Search code examples
jmsproducer-consumerapache-storm

Storm as a replacement for Multi-threaded Consumer/Producer approach to process high volumes?


We have a existing setup where upstream systems send messages to us on a Message Queue and we process these messages.The content is xml and we simply unmarshal.This unmarshalling step is followed by a write to db (to put relevant values onto relevant columns). The system is set to interface with many more upstream systems and our volumes are going to increase to a peak size of 40mm per day.

Our current way of processing is have listeners on the queues and then have a multiple threads of producers and consumers which do the unmarshalling and subsequent db write.

My question : Can this process fit into the Storm use case scenario? I mean can MQ be my spout and I have 2 bolts one to unmarshal and this then becomes the spout for the next bolt which does the write to db?

If yes,what is the benefit that I can derive? Is it a goodbye to cumbersome multi threaded producer/worker pattern of code. If its as simple as the above then where/why would one want to resort to the conventional multi threaded approach to producer/consumer scenario My point being is there a data volume/frequency at which Storm starts to shine when compared to the conventional approach.

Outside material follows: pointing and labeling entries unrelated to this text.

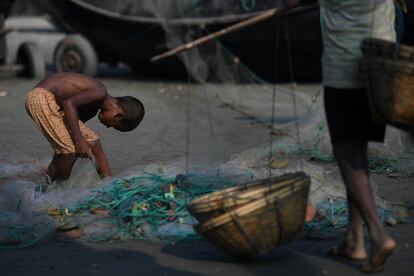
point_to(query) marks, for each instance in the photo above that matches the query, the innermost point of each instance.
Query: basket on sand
(389, 73)
(379, 48)
(219, 202)
(260, 225)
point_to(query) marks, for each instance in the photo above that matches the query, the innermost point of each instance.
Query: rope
(248, 5)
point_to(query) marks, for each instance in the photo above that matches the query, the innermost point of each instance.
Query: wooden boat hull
(134, 40)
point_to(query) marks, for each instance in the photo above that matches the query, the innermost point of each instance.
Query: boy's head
(122, 113)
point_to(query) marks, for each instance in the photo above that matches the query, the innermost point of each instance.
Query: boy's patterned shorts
(48, 116)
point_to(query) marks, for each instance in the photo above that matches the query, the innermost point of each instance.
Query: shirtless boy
(62, 103)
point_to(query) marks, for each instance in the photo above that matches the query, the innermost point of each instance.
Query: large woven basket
(379, 48)
(220, 202)
(258, 226)
(390, 85)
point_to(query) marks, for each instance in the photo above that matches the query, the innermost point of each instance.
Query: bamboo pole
(251, 21)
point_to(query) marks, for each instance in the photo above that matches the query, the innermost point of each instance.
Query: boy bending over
(62, 103)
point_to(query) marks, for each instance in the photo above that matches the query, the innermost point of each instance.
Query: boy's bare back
(66, 85)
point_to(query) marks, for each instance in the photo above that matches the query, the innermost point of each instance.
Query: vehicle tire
(31, 58)
(75, 54)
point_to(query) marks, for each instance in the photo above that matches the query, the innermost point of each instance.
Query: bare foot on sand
(379, 255)
(348, 253)
(352, 247)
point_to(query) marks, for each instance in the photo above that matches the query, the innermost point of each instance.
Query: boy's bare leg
(61, 166)
(102, 165)
(353, 246)
(353, 164)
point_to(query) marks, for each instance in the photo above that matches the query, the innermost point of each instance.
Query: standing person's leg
(352, 160)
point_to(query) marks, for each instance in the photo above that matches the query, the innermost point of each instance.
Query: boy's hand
(82, 149)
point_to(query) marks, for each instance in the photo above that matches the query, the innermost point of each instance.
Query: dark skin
(352, 159)
(81, 98)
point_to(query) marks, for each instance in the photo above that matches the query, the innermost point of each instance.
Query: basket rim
(387, 65)
(230, 200)
(371, 41)
(251, 207)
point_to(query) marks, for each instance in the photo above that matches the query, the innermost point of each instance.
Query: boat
(281, 49)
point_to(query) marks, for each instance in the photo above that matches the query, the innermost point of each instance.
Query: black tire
(31, 58)
(75, 54)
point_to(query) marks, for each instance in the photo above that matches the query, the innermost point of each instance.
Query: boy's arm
(102, 165)
(69, 106)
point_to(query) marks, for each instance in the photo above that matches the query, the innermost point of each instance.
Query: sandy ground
(216, 133)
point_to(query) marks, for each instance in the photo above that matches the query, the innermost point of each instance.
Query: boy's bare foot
(352, 247)
(379, 255)
(348, 253)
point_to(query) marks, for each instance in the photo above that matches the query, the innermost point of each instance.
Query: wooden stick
(251, 21)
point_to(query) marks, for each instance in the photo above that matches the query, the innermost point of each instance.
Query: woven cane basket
(379, 48)
(217, 203)
(390, 85)
(257, 227)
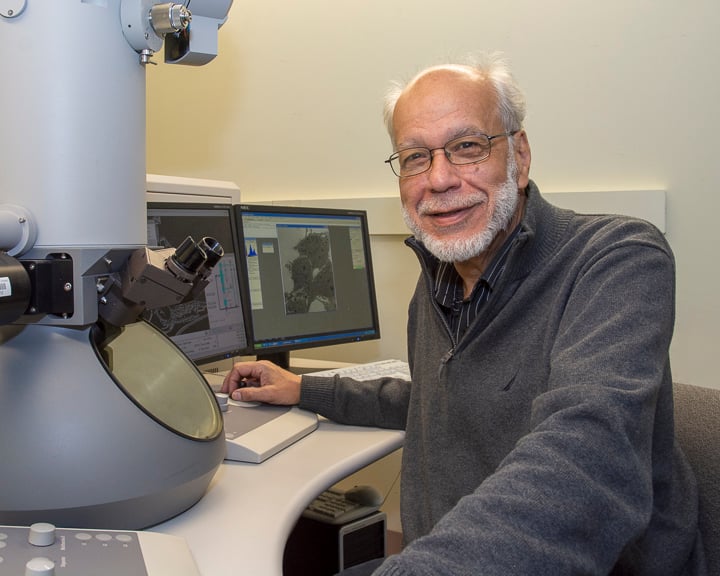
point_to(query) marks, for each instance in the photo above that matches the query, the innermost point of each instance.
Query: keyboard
(332, 507)
(44, 549)
(370, 370)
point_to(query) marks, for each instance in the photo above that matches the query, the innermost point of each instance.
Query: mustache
(442, 204)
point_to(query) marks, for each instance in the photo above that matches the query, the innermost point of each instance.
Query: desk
(242, 523)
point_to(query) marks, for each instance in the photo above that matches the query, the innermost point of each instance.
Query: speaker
(316, 548)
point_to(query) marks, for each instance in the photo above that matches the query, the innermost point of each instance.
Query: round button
(83, 536)
(41, 534)
(123, 538)
(40, 567)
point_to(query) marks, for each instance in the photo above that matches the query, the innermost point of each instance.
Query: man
(539, 431)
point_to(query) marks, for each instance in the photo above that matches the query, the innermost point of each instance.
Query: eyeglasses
(460, 151)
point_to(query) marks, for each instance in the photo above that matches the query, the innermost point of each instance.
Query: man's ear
(522, 158)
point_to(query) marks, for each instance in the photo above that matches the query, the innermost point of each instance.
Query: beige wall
(621, 96)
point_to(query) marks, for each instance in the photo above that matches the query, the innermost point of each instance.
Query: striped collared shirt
(449, 292)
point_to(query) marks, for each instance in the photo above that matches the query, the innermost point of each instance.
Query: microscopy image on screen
(308, 279)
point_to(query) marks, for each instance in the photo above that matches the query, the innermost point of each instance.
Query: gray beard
(463, 250)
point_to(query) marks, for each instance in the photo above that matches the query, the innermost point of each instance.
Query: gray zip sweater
(542, 442)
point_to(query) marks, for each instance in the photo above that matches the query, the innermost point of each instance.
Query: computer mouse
(364, 495)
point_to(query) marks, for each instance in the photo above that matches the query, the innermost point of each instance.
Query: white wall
(621, 96)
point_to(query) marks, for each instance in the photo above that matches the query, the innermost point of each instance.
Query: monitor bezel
(215, 205)
(280, 353)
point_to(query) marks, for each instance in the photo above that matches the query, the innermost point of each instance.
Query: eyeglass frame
(395, 155)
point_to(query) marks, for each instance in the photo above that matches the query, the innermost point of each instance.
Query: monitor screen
(212, 326)
(308, 273)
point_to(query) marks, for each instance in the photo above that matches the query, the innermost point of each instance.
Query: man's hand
(262, 381)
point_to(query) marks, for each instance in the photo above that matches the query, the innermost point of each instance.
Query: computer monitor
(212, 326)
(309, 277)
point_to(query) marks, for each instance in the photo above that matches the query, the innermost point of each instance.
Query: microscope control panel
(44, 550)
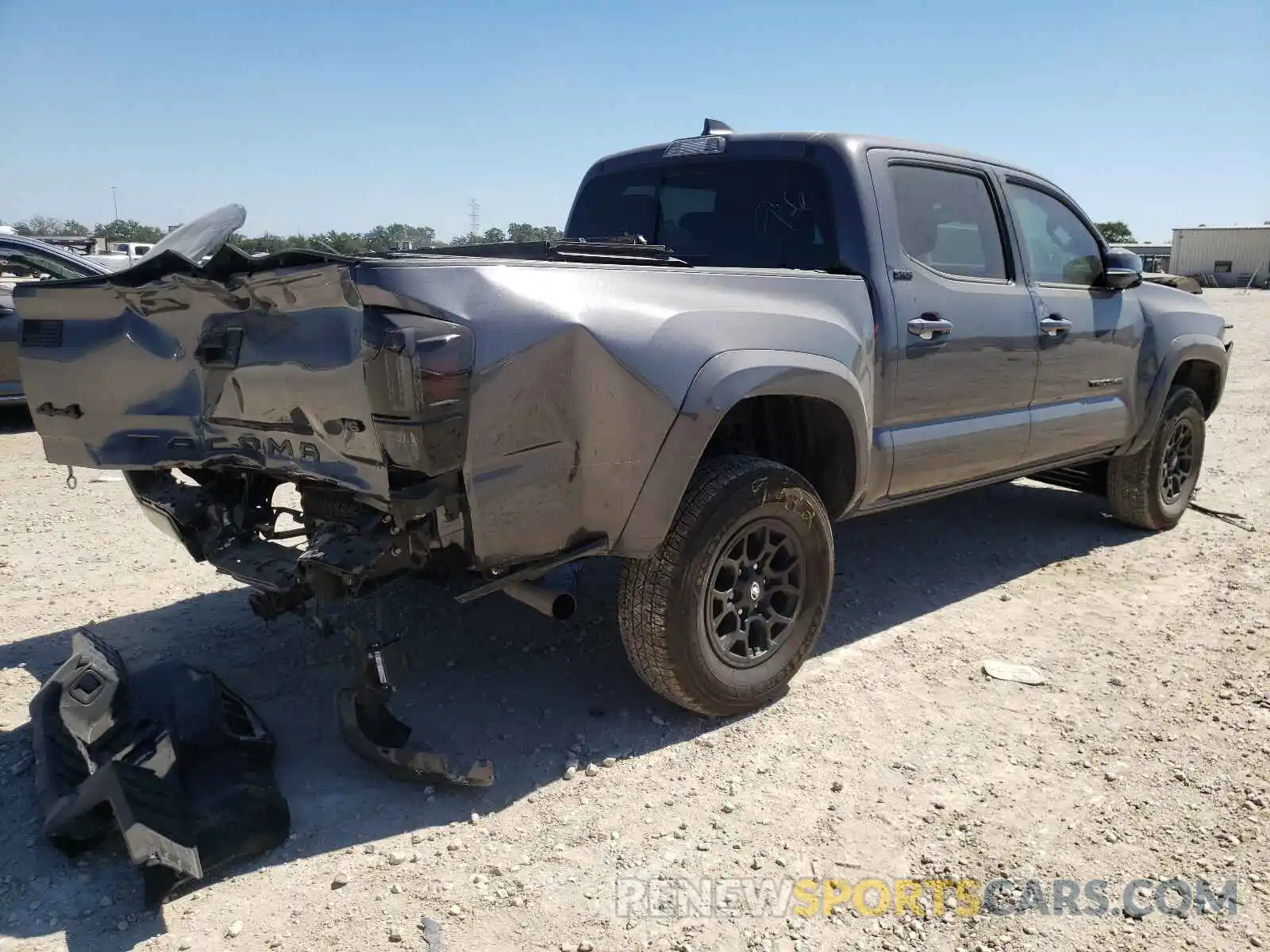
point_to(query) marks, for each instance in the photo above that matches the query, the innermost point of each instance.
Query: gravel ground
(1146, 753)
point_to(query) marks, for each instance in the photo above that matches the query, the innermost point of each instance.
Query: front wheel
(1153, 488)
(724, 613)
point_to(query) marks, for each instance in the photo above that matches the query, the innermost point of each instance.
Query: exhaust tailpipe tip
(554, 603)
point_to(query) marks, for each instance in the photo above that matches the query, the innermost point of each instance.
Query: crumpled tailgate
(260, 370)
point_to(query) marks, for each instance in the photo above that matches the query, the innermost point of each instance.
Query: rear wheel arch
(1191, 359)
(825, 436)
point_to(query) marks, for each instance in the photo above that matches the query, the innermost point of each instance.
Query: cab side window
(948, 221)
(1060, 248)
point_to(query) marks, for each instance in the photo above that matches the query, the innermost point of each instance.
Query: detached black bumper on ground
(179, 763)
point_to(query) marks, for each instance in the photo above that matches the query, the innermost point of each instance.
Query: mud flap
(380, 738)
(182, 765)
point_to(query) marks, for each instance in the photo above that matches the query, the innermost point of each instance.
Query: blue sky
(327, 114)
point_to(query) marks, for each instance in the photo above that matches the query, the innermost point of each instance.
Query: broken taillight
(419, 382)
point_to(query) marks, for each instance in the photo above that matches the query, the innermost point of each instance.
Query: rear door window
(730, 215)
(948, 221)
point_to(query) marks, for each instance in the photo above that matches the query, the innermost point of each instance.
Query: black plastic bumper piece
(182, 765)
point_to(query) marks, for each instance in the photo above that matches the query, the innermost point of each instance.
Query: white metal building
(1232, 255)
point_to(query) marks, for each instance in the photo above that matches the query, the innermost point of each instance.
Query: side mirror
(1122, 270)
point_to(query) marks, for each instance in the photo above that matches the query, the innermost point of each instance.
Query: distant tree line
(1117, 232)
(381, 238)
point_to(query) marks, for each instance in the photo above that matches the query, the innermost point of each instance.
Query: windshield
(753, 213)
(202, 238)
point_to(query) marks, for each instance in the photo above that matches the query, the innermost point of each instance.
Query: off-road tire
(660, 605)
(1136, 482)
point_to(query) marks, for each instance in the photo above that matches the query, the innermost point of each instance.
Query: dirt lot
(1146, 754)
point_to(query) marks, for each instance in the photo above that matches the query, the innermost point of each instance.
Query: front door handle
(930, 327)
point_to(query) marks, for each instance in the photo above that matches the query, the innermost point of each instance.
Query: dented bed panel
(550, 386)
(581, 371)
(262, 371)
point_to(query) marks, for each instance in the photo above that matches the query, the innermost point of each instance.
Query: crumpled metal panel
(264, 371)
(581, 370)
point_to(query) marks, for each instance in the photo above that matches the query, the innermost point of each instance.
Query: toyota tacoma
(740, 340)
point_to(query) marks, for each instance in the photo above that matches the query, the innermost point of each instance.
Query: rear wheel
(724, 613)
(1153, 488)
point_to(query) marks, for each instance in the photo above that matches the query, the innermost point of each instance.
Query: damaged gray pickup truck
(741, 340)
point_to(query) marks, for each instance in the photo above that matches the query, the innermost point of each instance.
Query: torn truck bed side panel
(571, 376)
(264, 371)
(581, 371)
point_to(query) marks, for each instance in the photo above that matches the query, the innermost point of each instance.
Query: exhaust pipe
(554, 603)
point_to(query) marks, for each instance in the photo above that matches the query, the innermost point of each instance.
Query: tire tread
(647, 587)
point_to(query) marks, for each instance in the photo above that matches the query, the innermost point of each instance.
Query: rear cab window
(741, 213)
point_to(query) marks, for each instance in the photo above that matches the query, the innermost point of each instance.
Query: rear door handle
(930, 327)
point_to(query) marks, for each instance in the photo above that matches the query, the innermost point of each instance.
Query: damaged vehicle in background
(741, 340)
(22, 260)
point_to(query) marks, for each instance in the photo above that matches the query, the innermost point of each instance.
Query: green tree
(524, 232)
(1117, 232)
(397, 236)
(38, 225)
(129, 230)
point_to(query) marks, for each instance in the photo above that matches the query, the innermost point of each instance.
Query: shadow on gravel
(16, 419)
(492, 679)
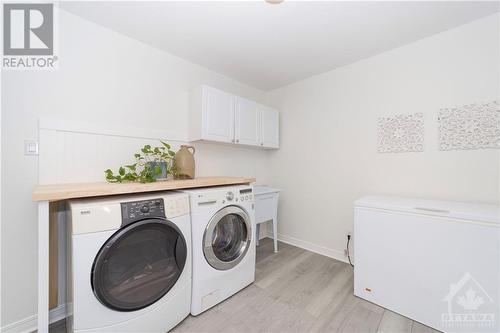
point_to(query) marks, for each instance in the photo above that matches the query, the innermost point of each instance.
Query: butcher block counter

PS : I'm very new to this and trying to get a hang of this and want to ascertain if the line of thinking is right

Regards, CVM


Solution

  • Definitely this scenario can fit into a storm topology. The spouts can pull from MQ and the bolts can handle the unmarshalling and subsequent processing.

    The major benefit over conventional multi threaded pattern is the ability to add more worker nodes as the load increases. This is not so easy with traditional producer consumer patterns.

    Specific data volume number is a very broad question since it depends on a large number of factors like hardware etc.